La Guerre
Composed in 1997 for Harpsichord and Piano
1. Evanescent, improvisatory
2. Disturbed, frenetic
3. Lively, ironic
4. Meditative, with intensity
5. Very slow
La Guerre was conceived in the middle of the night, sometime in the months after November 11, 1996 (my son Patrick’s birthday). As I was lying on the couch in our living room with Patrick in his then favourite sleeping position — face down on my chest — my mind wandered… Why are some musics better received than others? … Why are violins more prestigious instruments that guitars? … Why is Michael Jackson famous but not me? … Feminist issues … power struggles … I know! I’ll write a piece for piano and harpsichord. It made sense at the time.
La Guerre started out as an attempt to address certain issues. I saw the relation of the piano to the harpsichord in terms of a power struggle; the piano is, after all, louder. Under what circumstances could the harpsichord be heard? Could it only be heard if the voice of the piano was suppressed or allowed itself to be suppressed? What kind of musical “arguments” could the harpsichord make that could be powerful enough to compete with, or even defeat those of the piano? And, I decided that it would be appropriate to use, as material, music by a historically neglected composer, Elisabeth Claude Jaquet de La Guerre.

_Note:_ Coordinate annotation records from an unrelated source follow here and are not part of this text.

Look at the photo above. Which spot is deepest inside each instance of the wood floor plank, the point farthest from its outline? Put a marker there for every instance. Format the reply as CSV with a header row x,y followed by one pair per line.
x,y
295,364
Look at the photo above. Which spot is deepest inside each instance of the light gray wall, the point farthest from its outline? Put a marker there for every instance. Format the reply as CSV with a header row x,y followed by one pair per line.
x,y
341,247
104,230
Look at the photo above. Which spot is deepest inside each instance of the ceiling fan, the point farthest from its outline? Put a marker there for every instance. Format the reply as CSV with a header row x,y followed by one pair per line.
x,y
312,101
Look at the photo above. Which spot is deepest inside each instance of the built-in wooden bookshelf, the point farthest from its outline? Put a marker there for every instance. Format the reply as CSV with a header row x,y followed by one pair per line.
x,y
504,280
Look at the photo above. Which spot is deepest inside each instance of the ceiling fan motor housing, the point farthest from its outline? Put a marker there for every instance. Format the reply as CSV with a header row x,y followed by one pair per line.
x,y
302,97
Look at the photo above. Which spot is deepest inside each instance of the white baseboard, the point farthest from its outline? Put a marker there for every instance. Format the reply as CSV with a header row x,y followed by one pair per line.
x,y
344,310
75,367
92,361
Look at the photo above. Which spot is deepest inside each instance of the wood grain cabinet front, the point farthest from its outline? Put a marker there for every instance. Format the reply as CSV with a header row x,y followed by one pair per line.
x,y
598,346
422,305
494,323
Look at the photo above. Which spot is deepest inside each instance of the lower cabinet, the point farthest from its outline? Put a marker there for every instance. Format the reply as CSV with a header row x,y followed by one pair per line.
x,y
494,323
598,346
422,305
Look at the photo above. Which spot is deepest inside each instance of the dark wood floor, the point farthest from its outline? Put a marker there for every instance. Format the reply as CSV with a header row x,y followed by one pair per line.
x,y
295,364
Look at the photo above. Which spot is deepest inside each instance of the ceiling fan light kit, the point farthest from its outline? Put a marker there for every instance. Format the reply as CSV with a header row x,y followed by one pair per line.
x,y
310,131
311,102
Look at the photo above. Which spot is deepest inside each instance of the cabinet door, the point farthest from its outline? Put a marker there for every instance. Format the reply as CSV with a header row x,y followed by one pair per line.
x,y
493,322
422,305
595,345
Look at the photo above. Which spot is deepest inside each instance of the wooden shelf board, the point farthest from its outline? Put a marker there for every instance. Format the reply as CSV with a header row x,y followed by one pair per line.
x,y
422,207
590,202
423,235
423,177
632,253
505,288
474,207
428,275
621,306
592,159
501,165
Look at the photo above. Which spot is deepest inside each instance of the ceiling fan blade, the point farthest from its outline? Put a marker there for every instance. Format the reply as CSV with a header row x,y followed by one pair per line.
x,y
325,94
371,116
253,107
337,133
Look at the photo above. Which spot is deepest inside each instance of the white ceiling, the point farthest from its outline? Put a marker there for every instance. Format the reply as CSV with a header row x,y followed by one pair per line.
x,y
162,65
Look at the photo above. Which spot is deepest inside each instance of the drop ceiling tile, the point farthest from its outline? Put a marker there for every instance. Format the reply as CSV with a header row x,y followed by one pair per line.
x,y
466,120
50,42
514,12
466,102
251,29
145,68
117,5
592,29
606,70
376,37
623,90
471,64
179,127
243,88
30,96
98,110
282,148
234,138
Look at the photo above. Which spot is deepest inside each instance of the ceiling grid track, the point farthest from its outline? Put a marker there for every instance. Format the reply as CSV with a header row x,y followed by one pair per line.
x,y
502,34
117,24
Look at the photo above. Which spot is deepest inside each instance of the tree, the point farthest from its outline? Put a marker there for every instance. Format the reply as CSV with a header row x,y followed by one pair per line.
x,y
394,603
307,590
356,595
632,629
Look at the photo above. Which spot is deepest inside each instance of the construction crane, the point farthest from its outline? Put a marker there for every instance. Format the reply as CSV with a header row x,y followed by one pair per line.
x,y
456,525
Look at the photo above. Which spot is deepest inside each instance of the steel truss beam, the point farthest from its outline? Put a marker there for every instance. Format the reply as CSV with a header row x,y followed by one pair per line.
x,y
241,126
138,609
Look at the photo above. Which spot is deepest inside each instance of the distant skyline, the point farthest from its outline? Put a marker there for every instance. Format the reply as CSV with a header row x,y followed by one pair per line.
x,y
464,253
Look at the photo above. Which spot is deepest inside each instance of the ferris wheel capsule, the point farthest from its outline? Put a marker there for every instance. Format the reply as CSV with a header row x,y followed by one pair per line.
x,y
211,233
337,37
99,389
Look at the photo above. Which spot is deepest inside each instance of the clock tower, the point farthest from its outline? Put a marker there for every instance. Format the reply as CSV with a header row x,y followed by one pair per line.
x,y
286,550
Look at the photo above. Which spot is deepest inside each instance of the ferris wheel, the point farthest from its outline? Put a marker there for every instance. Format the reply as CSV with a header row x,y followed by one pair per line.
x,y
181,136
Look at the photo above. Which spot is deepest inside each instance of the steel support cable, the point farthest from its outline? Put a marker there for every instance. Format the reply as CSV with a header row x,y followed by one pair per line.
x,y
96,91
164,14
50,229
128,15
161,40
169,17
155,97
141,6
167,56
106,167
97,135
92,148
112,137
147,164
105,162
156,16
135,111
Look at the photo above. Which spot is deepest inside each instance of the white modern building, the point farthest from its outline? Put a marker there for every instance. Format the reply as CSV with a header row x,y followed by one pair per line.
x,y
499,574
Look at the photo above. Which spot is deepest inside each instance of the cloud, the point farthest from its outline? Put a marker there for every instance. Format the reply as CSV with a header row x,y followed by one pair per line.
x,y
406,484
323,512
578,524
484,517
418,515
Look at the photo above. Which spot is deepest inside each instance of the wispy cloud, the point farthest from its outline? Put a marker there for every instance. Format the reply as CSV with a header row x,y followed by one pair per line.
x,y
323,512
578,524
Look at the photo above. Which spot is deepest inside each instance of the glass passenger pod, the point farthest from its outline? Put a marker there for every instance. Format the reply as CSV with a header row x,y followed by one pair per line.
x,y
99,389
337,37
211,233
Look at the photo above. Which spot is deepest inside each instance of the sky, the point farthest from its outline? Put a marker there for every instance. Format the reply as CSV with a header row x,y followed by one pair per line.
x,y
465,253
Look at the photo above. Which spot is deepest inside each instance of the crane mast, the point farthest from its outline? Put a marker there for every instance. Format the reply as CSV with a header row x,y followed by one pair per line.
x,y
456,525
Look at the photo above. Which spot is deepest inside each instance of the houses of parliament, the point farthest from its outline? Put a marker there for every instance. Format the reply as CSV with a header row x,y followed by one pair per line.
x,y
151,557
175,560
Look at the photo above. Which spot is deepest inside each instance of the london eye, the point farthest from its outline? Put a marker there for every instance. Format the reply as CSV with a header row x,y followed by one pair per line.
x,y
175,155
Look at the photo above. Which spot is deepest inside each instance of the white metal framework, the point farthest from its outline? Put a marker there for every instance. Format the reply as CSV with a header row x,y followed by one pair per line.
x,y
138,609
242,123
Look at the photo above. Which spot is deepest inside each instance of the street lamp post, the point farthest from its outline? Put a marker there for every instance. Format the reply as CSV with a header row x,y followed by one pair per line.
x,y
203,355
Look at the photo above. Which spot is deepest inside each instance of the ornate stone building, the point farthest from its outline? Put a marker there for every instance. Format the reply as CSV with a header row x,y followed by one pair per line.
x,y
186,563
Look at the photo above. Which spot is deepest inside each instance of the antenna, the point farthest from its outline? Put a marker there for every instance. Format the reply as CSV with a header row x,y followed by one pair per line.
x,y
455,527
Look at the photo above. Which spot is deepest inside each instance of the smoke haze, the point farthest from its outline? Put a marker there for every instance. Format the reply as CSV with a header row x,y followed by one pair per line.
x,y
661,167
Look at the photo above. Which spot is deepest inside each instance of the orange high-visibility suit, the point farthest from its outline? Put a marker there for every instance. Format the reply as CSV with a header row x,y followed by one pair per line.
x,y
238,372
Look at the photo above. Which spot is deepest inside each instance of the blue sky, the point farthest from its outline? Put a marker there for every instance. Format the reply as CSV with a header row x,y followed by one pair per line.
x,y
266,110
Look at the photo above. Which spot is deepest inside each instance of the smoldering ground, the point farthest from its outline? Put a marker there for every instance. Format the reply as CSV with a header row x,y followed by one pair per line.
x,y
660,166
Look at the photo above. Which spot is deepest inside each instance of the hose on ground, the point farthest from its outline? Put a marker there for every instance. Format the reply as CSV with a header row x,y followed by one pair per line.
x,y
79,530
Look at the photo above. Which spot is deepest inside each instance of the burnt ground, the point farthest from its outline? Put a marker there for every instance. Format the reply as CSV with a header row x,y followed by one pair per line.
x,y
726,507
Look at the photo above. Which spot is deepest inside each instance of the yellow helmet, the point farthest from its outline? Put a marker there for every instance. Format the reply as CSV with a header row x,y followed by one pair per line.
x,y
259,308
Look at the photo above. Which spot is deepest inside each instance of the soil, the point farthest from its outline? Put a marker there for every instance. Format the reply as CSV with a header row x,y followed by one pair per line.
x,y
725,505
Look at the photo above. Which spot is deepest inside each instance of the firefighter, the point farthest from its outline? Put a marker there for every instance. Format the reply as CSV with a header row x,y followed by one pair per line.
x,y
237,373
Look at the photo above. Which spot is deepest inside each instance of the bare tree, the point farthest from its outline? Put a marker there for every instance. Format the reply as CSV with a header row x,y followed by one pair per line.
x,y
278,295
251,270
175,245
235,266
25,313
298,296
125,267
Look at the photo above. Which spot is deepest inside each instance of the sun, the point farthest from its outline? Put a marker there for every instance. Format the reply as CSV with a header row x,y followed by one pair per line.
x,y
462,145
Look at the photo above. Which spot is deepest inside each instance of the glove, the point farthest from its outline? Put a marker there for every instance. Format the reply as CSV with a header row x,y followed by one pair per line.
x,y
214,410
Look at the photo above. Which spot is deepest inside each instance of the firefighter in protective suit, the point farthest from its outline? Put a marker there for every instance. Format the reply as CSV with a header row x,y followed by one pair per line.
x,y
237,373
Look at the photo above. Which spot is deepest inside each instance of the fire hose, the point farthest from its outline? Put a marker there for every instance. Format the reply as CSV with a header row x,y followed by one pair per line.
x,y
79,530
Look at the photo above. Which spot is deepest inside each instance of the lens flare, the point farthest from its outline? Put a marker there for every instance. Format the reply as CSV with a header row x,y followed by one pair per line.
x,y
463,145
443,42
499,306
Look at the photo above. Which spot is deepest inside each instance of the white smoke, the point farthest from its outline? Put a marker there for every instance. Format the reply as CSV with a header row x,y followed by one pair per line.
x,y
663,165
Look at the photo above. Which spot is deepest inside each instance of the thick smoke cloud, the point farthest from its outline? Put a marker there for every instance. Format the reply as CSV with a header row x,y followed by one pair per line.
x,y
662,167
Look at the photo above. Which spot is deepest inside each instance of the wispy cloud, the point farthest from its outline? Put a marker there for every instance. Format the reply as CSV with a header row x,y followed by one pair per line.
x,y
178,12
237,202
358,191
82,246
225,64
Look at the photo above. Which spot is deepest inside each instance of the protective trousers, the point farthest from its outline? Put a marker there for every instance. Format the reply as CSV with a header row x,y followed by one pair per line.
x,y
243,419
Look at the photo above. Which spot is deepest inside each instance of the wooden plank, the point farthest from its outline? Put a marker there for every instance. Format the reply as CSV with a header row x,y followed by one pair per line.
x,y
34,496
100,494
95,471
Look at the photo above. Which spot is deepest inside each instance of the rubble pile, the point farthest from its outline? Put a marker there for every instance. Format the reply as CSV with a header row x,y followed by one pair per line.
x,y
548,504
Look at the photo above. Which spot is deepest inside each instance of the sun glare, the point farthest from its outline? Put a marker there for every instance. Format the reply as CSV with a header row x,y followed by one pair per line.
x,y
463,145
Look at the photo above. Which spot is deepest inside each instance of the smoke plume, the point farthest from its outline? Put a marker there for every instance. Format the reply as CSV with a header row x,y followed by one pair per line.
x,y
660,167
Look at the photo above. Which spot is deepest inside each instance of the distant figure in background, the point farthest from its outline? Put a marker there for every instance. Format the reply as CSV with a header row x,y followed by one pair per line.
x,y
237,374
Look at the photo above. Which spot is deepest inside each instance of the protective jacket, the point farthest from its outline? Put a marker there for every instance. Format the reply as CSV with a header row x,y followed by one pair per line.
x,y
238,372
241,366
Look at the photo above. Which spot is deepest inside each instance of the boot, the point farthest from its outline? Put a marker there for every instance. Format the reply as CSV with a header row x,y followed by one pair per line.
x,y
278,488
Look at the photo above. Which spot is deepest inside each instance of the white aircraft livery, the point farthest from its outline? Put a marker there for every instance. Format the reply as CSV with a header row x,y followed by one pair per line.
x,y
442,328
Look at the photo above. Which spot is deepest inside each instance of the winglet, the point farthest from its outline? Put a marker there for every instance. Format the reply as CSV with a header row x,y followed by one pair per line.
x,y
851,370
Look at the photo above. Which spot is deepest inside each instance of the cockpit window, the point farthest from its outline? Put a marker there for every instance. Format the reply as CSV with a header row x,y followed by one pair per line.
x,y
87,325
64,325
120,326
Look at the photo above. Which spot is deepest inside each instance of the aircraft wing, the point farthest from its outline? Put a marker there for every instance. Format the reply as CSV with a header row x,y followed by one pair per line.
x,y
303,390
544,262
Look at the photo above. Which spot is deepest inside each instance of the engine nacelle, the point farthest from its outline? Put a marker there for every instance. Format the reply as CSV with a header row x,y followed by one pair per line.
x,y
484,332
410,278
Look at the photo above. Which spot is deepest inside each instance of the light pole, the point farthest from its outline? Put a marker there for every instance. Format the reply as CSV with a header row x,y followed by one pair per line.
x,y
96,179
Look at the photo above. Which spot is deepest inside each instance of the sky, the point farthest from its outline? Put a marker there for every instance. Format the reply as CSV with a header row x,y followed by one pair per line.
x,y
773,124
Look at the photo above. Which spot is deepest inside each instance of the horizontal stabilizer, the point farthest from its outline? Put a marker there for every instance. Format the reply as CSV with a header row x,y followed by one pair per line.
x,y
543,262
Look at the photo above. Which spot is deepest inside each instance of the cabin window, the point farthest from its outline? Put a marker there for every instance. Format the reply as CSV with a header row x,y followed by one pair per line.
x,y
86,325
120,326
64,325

Of course, as it turns out, I am a musician, not a politician, a polemicist or even a cultural historian. As I worked on the piece, things began to happen because they needed to happen musically, and the ideologies faded away. I discovered that the two instruments combined much better than I had imagined and that the issues of interaction between the instruments were no different and no more or less complex than those arising in any chamber music. La Guerre ended up as a loose set of variations, perhaps a fantasy, on the Sarabande from La Guerre’s suite in D minor for harpsichord. It ends with a quotation in canon with Elisabeth Claude Jaquet de La Guerre and the harpsichord having the final word.
La Guerre was premiered on January 26, 2001 by Jane Perry, piano and Karen Holmes, harpsichord.